United States District Court, W.D. Virginia, Roanoke Division

May 14, 2015

MICHAEL ANTHONY MCCLANAHAN, Plaintiff,
v.
RHONDA GREER, et aI., Defendants.

MEMORANDUM OPINION

JACKSON L. KISER, Senior District Judge.

Michael Anthony McClanahan, a Virginia inmate proceeding pro se, filed a civil rights complaint pursuant to 42 U.S.C. § 1983. Plaintiff names as defendants Rhonda Greer, a court reporter; Keith Shortridge, a Deputy Sheriff; and Nicholas Compton, an Assistant Commonwealth Attorney. This matter is before me for screening, pursuant to 28 U.S.C. § 1915 A. After reviewing Plaintiffs submissions, I dismiss the complaint without prejudice for failing to state a claim upon which relief may be granted.[1]

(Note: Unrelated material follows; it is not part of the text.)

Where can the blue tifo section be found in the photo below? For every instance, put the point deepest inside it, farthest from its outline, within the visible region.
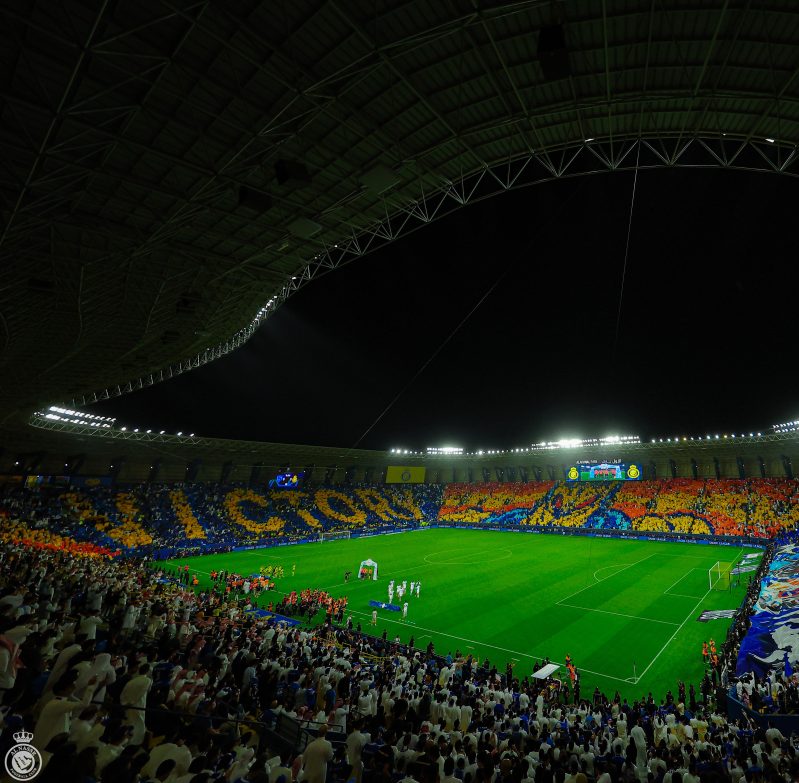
(280, 618)
(383, 605)
(775, 619)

Deputy Shortridge arrested Plaintiff for driving under the influence and driving with a suspended license. Plaintiff complains that, although he was never charged with refusing to take a breath test, Compton used Deputy Shortridge's report that accused Plaintiff of refusing to take a breath test as evidence during trial. Plaintiff further complains that Compton tried Plaintiff in violation of double jeopardy because Plaintiff was found guilty of both driving under the influence and driving under the influence with a suspended license, which all resulted from "the same act of driving." Plaintiff alleges that court reporter Greer withheld information from trial transcripts of Plaintiff's state criminal proceedings in April and July 2010.[2] For relief, Plaintiff requests damages; a declaration that the transcripts used for appeal and habeas purposes are void and that his convictions constitute double jeopardy; and an injunction to have the United States Department of Justice investigate the defendants' offices for constitutional violations.

Plaintiffs claims cannot succeed where a judgment in his favor necessarily demonstrates the invalidity of his confinement because he fails to show that the challenged criminal proceedings terminated in his favor. Heck v. Humphrey, 512 U.S. 477, 486-88 (1994). Furthermore, Compton has prosecutorial immunity from damages for acts and omissions while prosecuting Plaintiff. See, e.g., Imbler v. Pachtman. 424 U.S. 409, 431 (1976). Moreover, Plaintiff cannot rely on labels and conclusions to state a claim, and he fails to establish any meritorious claim actionable via § 1983. Accordingly, the complaint is dismissed without prejudice.